Judge: Chicago police were wrong to arrest war protestors
On the eve of the eighth anniversary of the war in Iraq, a federal judge in Chicago is handing a victory to hundreds of protestors who were arrested by Chicago Police during a march at the war's outbreak in 2003.
Federal Judge Richard Posner says police acted "without justification" - and "perhaps in some panic" - when they arrested about 900 people at a downtown protest on March 20, 2003 - just a day after the start of the American invasion.
The city maintains they acted because marchers weren't issued a permit, and wouldn't disperse after police told them to.
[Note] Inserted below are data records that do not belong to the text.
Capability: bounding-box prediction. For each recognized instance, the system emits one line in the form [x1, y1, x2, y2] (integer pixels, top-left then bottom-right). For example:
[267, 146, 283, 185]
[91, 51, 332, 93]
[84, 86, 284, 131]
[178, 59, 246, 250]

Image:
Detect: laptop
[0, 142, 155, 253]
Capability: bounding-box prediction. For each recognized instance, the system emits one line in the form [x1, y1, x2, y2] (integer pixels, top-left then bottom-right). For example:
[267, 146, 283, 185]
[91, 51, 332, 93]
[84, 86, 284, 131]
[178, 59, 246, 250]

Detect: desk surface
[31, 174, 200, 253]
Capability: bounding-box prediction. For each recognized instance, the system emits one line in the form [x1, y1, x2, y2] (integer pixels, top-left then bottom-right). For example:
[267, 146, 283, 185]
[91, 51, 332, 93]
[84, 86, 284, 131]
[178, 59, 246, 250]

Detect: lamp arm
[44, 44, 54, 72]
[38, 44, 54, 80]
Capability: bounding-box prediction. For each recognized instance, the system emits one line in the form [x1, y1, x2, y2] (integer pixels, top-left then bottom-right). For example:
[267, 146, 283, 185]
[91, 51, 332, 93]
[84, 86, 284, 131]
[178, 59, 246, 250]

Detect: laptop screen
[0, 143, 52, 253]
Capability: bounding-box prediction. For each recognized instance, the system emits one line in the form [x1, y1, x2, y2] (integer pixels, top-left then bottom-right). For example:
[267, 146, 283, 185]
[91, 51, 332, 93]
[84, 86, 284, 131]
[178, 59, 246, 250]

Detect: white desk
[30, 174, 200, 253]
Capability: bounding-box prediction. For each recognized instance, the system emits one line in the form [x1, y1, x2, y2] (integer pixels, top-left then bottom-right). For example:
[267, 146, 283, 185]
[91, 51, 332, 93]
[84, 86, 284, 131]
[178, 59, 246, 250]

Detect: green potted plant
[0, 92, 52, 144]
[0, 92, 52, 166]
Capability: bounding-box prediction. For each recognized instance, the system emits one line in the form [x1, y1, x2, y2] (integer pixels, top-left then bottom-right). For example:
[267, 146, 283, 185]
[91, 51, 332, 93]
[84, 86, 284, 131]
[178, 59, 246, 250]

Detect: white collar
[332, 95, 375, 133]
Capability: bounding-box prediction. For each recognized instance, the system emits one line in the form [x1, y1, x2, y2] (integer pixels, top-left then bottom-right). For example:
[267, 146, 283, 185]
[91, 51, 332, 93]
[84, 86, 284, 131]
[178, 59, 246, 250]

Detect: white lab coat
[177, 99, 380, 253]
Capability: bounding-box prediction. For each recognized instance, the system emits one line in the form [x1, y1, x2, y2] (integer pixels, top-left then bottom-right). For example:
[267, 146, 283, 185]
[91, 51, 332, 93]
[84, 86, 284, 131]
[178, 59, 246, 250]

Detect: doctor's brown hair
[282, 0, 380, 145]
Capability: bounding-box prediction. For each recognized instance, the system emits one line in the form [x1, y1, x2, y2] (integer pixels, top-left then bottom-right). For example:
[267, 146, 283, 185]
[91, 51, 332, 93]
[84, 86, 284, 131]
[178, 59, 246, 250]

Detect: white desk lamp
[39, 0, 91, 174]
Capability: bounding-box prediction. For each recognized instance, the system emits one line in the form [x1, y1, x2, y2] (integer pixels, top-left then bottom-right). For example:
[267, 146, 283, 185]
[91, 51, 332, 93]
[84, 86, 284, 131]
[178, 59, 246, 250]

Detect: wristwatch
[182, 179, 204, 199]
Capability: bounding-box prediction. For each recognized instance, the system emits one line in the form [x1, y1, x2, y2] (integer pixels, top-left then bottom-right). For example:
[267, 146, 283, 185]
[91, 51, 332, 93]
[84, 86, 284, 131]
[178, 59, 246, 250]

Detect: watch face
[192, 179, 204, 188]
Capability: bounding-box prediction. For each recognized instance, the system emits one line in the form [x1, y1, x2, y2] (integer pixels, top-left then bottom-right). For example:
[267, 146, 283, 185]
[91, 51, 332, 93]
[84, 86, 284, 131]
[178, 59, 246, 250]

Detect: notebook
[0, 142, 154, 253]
But Posner points out the city allowed the march to go ahead without a permit.
The law "does not permit the police to say to a person go ahead and march and then, five minutes later, having revoked the permission for the march without notice to anyone, arrest the person for having marched without police permission," Posner writes in the decision.
John Stainthorp, a lawyer for the plaintiffs who also participated in the demonstration, said the ruling offers good news for protestors.
"If the police are ... involved in controlling a demonstration, they must have objective basis to believe someone is breaking the law in order to arrest that person," Stainthorp said.
The case now goes back to a lower court for trial.
The Chicago Police Department would not comment on the decision, and a spokeswoman for the Chicago Law Department didn't respond to requests for comment.